12:31 p.m.: Truck 11 to an assault victim in the 2200 block of 8th Street.

12:58 p.m.: Task Force 11 to a false automatic alarm in the 3200 block of West 6th Street.

1:10 p.m.: Task Force to false automatic alarm in the 900 block of South Manhattan Place.

1:29 p.m.: Task Force 11 to a water flow alarm in the 200 block of Wilshire Boulevard.

1:52 p.m.: Truck 11 to a baby locked in house in the 900 block of Rampart Boulevard.

3:04 p.m.: Engine 11 to a dead adult in 700 block of Witmer Boulevard.

3:26 p.m.: Engine 11 to a rescue in 500 block of Rampart Boulevard.

5:01 p.m.: Engine 11 to a traffic accident in the 2700 block of West Olympic Street.

5:07 p.m.: Engine 11 to a sick baby in the 700 block of Berendo Avenue.

6:46 p.m.: Engine 11 to a rescue call--unconscious man in the 400 block of South Union Avenue.
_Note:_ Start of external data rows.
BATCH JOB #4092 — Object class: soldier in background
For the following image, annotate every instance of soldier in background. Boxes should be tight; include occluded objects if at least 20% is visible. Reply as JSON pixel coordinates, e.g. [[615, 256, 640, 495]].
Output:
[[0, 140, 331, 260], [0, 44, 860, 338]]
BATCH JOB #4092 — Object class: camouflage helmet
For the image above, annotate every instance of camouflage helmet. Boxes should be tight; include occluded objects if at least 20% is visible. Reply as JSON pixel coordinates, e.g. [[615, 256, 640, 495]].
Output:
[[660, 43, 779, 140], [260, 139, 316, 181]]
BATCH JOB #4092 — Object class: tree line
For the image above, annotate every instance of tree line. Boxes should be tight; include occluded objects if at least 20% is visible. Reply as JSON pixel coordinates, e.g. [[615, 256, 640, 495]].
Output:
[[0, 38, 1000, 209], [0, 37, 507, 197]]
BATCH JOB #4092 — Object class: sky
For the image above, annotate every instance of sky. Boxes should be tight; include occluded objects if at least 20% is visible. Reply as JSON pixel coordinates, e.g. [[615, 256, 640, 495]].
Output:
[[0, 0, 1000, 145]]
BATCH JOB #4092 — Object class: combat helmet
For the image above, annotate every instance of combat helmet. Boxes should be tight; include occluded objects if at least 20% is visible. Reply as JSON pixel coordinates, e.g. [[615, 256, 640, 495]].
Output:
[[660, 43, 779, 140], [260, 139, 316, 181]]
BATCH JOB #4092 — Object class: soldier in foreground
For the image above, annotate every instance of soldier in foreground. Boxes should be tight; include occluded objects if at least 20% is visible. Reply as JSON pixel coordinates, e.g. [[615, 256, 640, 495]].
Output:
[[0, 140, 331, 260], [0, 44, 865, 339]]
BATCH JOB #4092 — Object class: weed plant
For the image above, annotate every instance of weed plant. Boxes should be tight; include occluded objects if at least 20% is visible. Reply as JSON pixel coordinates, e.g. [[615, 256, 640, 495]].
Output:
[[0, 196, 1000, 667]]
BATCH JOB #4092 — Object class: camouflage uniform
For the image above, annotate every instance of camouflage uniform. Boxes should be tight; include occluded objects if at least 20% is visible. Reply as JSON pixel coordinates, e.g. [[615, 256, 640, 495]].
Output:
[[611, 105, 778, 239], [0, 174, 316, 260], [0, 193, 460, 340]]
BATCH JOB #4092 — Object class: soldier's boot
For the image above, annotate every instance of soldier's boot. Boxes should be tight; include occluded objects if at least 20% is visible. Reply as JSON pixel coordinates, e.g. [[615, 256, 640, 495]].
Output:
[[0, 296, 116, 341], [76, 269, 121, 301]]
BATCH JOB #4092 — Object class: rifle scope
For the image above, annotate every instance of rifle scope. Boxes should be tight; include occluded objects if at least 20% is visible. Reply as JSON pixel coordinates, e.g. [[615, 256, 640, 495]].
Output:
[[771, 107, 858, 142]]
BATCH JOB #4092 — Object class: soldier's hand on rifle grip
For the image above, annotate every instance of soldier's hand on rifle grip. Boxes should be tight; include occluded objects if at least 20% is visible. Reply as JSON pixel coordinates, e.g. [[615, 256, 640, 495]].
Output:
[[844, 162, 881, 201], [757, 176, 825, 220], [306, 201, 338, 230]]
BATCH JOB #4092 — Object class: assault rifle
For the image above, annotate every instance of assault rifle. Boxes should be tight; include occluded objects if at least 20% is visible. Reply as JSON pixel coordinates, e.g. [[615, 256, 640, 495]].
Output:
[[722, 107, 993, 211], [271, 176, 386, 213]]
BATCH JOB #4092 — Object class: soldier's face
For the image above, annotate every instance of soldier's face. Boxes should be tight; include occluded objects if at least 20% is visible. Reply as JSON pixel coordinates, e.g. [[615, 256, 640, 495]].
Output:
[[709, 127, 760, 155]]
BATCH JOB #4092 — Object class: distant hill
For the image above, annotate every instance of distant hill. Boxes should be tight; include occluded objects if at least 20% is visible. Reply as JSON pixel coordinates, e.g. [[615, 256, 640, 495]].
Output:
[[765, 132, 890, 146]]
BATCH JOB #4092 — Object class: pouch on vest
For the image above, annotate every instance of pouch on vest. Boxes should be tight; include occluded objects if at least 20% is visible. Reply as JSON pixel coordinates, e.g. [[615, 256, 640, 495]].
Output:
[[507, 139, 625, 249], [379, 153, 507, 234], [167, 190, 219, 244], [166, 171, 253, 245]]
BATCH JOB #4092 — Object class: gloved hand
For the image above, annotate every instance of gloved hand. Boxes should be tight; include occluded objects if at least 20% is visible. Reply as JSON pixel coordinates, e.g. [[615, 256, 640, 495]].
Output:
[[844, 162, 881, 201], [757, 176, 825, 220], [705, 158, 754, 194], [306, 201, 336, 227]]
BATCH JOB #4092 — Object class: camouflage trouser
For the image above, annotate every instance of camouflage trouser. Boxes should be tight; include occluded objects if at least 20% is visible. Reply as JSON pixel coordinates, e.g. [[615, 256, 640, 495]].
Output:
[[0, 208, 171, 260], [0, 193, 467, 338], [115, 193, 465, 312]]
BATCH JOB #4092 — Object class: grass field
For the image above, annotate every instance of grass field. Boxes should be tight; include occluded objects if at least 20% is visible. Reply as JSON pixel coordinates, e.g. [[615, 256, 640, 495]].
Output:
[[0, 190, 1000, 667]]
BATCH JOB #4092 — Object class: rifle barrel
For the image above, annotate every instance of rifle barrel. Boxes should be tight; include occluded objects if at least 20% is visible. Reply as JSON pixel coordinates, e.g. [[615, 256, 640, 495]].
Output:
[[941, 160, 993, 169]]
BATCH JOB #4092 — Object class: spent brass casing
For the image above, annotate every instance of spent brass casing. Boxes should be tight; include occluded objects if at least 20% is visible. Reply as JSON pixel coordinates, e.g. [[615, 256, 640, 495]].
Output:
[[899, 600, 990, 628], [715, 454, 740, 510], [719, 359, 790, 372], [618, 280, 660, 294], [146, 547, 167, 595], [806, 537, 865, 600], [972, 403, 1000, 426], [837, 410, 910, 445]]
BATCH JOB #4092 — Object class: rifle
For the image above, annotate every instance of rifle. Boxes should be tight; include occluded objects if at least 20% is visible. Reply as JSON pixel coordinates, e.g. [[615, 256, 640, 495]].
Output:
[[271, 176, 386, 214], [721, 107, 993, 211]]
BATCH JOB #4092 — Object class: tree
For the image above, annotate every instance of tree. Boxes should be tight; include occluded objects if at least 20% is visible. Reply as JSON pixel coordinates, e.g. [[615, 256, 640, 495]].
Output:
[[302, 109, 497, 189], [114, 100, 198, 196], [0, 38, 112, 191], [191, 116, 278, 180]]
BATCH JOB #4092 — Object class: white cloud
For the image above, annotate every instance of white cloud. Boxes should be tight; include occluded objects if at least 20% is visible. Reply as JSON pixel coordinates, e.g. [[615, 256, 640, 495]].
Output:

7:16 p.m.: Task Force 11 to a false automatic alarm at apartment house in 1400 block of Valencia Street.

7:50 p.m.: Truck 11 to a fall injury in the 1500 block of West 8th Street.

7:46 p.m.: Engine 11 to a seizure in the 520 block of South Union Avenue.

8 p.m.: Engine 11 to investigate smoke in 1200 block of South Union Avenue.

8:36 p.m.: Engine 11 to a stabbing at 7th and Bonnie Brae streets.

10:54 p.m.: Task Force 11 to a sheared sprinkler head in the 700 block of Garland Avenue.

11:28 p.m.: Engine 11 to a rescue--diabetic in the 700 block of Garland Avenue.

1:30 a.m.: Task Force 11 to a false automatic alarm in the 1100 block of Washington Boulevard.

2:18 a.m.: Task Force 11 to false automatic alarm in the 1100 block of Wilshire Boulevard.

2:17 a.m.: Engine 11 to gasoline in street in the 400 block of South Lake Street.

5 a.m.: Task Force 11 to a fully involved structure fire in 400 block of Burlington Avenue.